R Studio community edition for R Server: This browser-based IDE is installed by default on the edge node. Clear the check box if you prefer to not have it installed. If you choose to have it installed, the URL for accessing the RStudio Server login is available on the portal application blade for your cluster once it’s been created.
After selecting the cluster type, use the Select button to set the cluster type. Next, use the Next button to finish basic configuration.
From the Storage section, select or create a Storage account. For the steps in this document, leave the other fields in this section at the default values. Use the Next button to save storage configuration.
From the Summary section, review the configuration for the cluster. Use the Edit links to change any settings that are incorrect. Finally, use the Create button to create the cluster.

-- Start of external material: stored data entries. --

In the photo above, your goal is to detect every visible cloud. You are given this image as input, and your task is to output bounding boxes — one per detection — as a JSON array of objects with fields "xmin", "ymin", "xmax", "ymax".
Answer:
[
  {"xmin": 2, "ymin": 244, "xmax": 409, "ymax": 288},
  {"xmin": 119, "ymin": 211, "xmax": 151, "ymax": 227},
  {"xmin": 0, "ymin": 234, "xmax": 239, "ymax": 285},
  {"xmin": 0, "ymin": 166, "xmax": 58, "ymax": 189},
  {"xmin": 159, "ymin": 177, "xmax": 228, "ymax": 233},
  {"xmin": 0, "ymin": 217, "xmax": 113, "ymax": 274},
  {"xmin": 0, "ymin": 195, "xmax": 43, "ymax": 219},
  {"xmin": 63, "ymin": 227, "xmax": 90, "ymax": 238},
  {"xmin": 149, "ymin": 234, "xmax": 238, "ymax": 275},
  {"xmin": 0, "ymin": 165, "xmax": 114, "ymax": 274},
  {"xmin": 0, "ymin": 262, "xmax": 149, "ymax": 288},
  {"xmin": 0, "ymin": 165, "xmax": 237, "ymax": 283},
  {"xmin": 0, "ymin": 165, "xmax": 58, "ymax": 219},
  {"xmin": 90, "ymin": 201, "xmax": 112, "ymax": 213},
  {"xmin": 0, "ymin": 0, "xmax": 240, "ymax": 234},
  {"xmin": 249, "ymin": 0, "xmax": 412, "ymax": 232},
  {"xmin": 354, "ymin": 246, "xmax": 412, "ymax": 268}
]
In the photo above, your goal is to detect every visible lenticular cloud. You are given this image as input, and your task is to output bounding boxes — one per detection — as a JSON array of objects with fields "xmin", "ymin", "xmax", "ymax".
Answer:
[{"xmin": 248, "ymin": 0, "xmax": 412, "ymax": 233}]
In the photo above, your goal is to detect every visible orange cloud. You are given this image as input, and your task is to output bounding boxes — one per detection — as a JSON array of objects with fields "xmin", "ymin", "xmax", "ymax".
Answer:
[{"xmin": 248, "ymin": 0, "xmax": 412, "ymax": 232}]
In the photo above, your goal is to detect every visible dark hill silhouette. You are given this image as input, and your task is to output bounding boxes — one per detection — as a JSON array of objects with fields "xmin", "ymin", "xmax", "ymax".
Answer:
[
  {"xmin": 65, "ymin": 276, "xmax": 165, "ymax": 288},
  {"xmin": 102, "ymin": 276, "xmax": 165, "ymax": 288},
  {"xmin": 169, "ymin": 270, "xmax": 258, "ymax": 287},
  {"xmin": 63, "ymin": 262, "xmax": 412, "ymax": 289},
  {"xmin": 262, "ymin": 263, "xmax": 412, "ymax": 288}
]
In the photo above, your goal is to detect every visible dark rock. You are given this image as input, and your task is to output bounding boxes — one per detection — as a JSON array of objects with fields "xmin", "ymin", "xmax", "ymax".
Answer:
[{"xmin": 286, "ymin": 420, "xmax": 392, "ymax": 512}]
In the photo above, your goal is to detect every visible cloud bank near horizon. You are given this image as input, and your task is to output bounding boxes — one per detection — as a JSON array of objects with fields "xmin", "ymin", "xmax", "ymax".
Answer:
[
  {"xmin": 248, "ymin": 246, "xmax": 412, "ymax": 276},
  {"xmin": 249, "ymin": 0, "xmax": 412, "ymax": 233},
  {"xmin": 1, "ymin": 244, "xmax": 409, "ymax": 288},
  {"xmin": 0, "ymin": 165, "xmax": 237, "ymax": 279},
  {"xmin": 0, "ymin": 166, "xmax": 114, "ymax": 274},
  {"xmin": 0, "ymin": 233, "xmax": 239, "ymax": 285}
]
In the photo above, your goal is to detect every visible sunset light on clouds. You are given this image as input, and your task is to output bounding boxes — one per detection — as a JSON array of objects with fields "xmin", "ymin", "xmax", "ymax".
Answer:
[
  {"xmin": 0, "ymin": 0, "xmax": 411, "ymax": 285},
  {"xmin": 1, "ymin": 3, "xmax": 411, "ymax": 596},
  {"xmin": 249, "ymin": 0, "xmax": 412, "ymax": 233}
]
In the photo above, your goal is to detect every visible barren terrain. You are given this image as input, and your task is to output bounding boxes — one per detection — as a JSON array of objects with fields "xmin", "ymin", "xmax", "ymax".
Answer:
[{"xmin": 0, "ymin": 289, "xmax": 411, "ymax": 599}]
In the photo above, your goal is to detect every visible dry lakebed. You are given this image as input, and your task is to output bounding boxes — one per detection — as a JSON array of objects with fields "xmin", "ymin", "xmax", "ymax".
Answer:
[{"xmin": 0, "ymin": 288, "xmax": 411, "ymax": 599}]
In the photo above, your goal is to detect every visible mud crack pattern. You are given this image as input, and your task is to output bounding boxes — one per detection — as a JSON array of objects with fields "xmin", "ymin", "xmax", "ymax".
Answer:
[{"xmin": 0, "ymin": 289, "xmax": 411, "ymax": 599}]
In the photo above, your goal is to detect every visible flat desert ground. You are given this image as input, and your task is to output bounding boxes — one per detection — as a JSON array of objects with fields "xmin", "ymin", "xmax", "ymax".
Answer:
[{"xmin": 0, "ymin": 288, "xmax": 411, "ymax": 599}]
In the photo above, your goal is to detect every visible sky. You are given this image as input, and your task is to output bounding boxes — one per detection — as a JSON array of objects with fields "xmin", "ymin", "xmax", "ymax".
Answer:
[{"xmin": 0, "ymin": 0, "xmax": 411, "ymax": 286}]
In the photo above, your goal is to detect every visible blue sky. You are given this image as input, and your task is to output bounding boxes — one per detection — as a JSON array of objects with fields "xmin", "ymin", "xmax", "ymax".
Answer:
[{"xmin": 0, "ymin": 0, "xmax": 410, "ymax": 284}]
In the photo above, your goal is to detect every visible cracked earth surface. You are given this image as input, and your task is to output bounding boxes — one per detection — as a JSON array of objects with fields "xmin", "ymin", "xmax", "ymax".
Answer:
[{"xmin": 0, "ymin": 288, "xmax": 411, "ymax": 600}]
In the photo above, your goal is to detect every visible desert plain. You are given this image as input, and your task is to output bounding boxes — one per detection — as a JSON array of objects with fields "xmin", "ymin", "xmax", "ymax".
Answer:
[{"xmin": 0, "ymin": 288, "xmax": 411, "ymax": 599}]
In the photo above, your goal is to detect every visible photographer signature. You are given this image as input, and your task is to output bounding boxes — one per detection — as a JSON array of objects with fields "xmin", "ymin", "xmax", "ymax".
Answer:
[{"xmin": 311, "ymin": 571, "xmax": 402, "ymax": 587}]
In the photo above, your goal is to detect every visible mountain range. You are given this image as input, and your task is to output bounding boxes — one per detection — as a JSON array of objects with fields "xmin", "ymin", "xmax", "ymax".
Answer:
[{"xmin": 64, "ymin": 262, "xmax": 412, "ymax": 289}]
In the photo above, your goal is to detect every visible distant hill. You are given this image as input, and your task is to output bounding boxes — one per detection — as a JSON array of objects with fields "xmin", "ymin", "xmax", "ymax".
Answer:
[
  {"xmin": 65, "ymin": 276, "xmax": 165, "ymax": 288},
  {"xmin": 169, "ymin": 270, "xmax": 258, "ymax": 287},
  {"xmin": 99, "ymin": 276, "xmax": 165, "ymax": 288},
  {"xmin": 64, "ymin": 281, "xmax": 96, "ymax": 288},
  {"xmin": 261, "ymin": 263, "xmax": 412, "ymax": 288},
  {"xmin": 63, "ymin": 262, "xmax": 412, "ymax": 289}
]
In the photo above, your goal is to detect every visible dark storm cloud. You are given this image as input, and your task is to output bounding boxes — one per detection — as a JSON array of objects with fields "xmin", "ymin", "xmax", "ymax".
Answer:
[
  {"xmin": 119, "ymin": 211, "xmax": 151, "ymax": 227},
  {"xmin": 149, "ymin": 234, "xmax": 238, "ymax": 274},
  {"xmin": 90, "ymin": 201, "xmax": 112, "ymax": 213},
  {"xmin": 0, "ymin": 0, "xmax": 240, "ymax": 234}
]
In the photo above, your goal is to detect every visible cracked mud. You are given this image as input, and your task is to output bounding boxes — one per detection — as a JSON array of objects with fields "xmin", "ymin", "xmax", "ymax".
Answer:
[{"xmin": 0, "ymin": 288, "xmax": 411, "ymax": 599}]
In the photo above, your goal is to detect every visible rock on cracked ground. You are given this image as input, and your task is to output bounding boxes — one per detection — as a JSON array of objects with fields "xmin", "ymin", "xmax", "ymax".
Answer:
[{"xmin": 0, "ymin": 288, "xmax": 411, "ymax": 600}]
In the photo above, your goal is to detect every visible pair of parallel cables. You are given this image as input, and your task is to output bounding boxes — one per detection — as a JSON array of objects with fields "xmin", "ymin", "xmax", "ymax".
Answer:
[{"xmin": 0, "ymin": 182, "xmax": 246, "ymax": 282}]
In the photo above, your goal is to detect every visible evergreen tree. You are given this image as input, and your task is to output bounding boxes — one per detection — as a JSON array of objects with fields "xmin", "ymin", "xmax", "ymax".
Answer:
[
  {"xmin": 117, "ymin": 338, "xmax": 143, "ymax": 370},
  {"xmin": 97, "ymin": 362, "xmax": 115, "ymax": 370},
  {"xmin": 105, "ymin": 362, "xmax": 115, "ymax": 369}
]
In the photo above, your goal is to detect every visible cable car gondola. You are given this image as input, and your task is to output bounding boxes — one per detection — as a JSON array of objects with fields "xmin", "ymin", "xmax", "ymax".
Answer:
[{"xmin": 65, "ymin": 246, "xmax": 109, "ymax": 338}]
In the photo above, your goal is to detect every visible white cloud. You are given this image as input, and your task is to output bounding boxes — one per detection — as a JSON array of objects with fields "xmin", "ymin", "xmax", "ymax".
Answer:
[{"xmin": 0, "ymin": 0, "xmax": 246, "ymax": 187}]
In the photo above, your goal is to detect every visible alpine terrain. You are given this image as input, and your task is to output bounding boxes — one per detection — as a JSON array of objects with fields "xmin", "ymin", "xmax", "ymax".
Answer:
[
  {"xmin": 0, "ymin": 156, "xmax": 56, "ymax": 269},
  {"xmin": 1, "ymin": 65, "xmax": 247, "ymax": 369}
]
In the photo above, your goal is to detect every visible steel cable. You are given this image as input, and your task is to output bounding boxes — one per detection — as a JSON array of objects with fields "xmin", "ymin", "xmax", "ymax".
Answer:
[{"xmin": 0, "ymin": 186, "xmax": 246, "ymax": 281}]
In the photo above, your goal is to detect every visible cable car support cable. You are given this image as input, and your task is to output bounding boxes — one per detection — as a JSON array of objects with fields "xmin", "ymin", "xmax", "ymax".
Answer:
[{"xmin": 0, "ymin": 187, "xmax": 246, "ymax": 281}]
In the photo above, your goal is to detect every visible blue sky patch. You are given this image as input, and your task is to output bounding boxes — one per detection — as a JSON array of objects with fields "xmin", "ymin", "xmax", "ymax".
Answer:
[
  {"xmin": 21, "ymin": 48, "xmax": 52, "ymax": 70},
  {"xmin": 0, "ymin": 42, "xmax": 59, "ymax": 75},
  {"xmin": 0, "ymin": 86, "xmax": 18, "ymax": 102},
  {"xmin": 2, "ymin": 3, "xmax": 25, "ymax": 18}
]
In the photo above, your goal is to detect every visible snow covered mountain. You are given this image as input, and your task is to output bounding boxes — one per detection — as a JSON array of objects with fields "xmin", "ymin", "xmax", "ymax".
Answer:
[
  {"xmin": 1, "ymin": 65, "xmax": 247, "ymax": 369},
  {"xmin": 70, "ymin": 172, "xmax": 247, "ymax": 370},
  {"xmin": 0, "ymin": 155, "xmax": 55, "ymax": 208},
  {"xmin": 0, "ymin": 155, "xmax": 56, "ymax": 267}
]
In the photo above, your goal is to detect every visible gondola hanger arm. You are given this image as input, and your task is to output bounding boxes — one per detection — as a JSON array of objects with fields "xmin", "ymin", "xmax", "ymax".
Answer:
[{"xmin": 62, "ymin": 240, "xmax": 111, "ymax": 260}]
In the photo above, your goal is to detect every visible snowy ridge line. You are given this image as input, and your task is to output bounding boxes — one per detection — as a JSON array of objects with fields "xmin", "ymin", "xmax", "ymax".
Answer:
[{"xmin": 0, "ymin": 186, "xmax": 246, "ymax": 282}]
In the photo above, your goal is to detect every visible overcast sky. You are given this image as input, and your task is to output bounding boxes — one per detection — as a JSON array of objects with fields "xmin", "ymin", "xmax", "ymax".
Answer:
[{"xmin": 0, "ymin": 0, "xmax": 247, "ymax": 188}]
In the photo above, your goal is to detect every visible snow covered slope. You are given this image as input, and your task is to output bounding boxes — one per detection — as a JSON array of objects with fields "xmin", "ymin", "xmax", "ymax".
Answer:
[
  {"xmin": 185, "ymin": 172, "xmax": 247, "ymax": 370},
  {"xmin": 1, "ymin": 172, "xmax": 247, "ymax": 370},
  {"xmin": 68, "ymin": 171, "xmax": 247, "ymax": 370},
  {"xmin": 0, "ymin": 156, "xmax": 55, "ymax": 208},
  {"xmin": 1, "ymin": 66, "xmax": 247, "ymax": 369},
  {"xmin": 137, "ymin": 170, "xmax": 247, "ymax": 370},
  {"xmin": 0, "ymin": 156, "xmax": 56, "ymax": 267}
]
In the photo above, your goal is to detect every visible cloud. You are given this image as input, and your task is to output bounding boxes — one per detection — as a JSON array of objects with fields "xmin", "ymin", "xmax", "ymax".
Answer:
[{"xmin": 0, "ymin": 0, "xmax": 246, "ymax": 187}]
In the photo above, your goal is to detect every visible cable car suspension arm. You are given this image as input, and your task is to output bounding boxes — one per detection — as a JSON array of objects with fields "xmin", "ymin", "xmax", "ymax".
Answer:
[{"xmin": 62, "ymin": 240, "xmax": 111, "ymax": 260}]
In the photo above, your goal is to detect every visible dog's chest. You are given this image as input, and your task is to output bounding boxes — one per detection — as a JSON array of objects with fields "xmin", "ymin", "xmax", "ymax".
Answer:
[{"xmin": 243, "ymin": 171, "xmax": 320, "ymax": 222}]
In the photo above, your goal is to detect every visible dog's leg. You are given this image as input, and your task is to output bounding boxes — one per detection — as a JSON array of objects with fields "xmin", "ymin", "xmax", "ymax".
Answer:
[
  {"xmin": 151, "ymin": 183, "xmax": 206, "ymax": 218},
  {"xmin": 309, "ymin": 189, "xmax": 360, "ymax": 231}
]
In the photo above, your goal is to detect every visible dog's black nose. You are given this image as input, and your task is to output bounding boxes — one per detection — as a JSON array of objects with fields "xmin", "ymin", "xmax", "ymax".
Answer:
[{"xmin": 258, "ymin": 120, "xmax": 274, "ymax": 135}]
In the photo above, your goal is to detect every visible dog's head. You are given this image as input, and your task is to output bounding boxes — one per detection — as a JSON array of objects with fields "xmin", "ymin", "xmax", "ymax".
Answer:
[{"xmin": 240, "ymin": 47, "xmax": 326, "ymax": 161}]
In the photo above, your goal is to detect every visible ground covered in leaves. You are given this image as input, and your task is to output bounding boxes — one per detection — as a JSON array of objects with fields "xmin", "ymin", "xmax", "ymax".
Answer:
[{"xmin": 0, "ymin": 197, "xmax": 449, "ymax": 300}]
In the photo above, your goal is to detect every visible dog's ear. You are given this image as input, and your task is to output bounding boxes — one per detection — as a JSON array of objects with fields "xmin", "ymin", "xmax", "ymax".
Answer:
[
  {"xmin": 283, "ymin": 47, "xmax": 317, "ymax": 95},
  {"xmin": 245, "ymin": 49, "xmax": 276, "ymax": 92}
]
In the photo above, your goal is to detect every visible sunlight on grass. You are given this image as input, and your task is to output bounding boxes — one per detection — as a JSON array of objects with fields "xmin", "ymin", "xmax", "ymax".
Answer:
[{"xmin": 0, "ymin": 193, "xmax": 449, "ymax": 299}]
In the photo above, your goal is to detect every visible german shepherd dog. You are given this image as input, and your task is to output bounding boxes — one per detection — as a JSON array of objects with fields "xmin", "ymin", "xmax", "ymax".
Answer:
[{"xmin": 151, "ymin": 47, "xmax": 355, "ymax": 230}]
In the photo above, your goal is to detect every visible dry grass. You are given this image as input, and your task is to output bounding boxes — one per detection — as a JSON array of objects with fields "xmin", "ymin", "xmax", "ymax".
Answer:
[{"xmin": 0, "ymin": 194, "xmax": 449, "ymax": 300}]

It can take up to 20 minutes to create the cluster.
Connect to RStudio Server
If you chose to install RStudio Server Community Edition as part of your HDInsight cluster, then you can access the RStudio login using one of the following two methods:
Option 1 - Go to the following URL (where CLUSTERNAME is the name of the R Server cluster you created):
Option 2 - Open the R Server cluster in the Azure portal, under Quick links click R Server Dashboards.
From Cluster Dashboards, click R Studio Server.
Regardless of the method used, the first time you log in you need to authenticate twice. For the first authentication prompt, provide the cluster Admin userid and password. For the second authentication prompt, provide the SSH userid and password. Subsequent log ins only require the SSH credentials.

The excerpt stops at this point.